Forte de 20 d’expérience au sein de Goldman Sachs, Céline Méchain a suivi les évolutions du capital-investissement, l’essor du capital-risque et de la tech. Aujourd’hui, pour Maddyness, elle livre ses perspectives sur l’écosystème. « J’aimerais pouvoir vous dire que nous disposons d’un pipeline majeur de startups prêtes à se coter sur Euronext, mais il est essentiel que les entrepreneurs ne se méprennent pas sur les exigences du marché », analyse Céline Méchain. La Bourse ne sera pas l’avenir immédiat des scaleups.
Maddyness : Céline Méchain, vous êtes co-head du bureau de Paris de Goldman Sachs. Qu’est- ce que cela signifie concrètement ? Quelles sont vos missions types ?
Céline Méchain : Je suis entrée chez Goldman Sachs il y a vingt-sept ans, mais mes premiers pas dans cette institution se sont faits à Londres, au sein des équipes de financement. Je m'occupais de produits structurés, en collaborant étroitement avec des fonds d’investissement ou des corporates, en orchestrant des financements d’acquisition ou de projets variés, tels que la construction d’usines ou de centrales. Forte d’un solide bagage en modélisation financière, je nourrissais déjà une profonde fascination pour tout ce qui voit le jour, ou qui émerge de terre. C’est ainsi que ma carrière a commencé.
En 2004, je suis revenue à Paris, au moment où la vague du capital d'investissement prenait son essor. J’ai alors ressenti qu’il était temps pour moi de faire un pas de côté, de quitter la finance pure pour me tourner vers le conseil. Technicienne dans l’âme, j’aspirais à développer une dimension plus commerciale dans mon expertise.
L’un de mes combats chez Goldman Sachs, il y a vingt ans – une problématique heureusement moins d’actualité aujourd’hui – était de défendre l’idée que nos services devaient être aussi accessibles aux fonds d'investissement qu’aux grandes entreprises du CAC 40. Mon instinct, guidé par mon expérience en financement, m’avait fait entrevoir l’ampleur des besoins croissants en financement et en conseil, sous toutes leurs formes, émanant de ces fonds. À l’époque, les fonds d’investissement étaient encore incarnés par quelques pionniers français du capital-investissement, comme LBO France, Wendel ou Paribas Affaires Industrielles. Aujourd’hui, le paysage s’est élargi et plus aucune banque ne remet en question l’importance de soutenir cette clientèle. Ces fonds sont désormais des partenaires à part entière, tout comme les fonds de capital-risque, qui étaient alors en pleine émergence. Mon ressenti d’alors s’est avéré juste.
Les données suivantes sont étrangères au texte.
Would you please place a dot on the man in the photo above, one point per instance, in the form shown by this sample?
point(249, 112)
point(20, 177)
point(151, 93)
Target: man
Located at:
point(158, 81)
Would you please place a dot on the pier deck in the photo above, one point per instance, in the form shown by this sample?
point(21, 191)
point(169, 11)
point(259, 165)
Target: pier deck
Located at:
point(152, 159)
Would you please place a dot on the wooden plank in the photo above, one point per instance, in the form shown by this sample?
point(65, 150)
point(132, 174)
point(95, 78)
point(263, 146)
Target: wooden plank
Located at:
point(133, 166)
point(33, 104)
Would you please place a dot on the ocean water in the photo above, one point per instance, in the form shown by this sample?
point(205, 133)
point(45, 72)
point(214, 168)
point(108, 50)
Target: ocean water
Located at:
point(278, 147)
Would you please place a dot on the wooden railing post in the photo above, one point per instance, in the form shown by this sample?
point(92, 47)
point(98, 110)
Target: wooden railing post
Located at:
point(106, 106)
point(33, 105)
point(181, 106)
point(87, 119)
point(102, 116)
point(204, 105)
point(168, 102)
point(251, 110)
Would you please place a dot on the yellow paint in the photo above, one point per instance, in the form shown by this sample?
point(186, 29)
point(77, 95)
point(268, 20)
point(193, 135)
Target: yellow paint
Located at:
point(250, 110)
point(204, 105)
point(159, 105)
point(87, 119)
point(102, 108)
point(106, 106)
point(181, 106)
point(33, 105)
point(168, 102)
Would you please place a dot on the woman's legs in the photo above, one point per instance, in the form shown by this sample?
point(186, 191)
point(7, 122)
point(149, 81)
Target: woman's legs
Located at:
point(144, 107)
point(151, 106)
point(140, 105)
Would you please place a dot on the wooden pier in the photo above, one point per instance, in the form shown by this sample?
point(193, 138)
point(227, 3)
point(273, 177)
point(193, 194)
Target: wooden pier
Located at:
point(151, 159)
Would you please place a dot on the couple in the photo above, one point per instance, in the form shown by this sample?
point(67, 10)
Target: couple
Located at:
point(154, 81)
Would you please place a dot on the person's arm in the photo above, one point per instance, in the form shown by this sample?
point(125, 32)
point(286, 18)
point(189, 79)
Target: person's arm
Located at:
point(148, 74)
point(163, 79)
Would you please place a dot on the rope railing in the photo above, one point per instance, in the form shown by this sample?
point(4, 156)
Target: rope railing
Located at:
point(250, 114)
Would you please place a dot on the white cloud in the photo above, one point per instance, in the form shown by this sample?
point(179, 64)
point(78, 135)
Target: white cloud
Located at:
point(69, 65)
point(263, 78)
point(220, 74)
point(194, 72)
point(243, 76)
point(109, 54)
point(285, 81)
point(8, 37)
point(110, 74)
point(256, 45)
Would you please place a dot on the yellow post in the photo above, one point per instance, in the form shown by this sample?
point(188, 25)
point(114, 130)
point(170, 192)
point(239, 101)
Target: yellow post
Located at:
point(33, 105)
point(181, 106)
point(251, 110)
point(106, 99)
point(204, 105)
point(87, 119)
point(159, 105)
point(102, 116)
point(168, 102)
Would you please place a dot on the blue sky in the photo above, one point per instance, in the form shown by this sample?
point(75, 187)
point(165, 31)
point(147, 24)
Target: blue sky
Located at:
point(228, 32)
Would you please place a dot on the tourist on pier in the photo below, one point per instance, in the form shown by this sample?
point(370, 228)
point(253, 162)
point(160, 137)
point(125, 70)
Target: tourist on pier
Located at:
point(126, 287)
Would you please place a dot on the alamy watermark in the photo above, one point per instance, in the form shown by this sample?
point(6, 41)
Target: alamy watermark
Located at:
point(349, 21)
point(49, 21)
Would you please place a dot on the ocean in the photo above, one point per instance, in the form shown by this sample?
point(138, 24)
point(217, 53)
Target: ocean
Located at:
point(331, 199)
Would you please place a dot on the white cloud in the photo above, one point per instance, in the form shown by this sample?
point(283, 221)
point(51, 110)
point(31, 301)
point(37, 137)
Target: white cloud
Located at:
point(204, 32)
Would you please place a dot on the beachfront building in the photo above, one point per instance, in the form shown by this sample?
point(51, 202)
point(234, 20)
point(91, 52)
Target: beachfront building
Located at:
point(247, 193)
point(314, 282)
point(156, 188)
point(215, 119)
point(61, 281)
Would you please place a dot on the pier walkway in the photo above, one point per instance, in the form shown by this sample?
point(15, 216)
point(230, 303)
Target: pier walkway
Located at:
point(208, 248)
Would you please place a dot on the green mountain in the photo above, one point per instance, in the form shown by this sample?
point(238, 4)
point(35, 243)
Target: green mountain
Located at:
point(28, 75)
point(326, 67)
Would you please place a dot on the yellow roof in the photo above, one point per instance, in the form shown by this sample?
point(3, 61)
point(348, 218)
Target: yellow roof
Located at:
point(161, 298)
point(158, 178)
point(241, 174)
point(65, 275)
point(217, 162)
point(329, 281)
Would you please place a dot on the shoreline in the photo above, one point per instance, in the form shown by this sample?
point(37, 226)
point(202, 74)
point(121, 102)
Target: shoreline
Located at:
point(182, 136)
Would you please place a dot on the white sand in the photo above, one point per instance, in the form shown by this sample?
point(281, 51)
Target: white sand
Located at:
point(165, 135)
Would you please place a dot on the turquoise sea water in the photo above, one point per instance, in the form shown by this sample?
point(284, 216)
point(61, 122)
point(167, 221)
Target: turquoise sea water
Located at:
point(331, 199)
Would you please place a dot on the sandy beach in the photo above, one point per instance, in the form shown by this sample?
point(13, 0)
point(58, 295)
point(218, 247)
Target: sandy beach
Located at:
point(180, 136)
À mon retour à Paris en 2004, j’ai intégré les équipes de conseil à un moment charnière: Goldman Sachs fusionnait alors ses départements de conseil et de financement pour donner naissance à l’Investment Banking Division. Ma carrière s’est inscrite dans la montée en puissance de cette activité, et en 2016, j’ai eu l’honneur de devenir partner.
Mon ADN professionnel reste ancré dans l’accompagnement des investisseurs – qu’ils soient Venture, Family Offices, Souverains ou fonds de private equity – tout autant que dans le soutien aux entreprises dans lesquelles ils choisissent d’investir. Avec le temps, ces sociétés deviennent souvent des clients de Goldman Sachs. L’entrepreneuriat a toujours occupé une place centrale dans mon parcours même si je m’occupe aussi de quelques grands groupes.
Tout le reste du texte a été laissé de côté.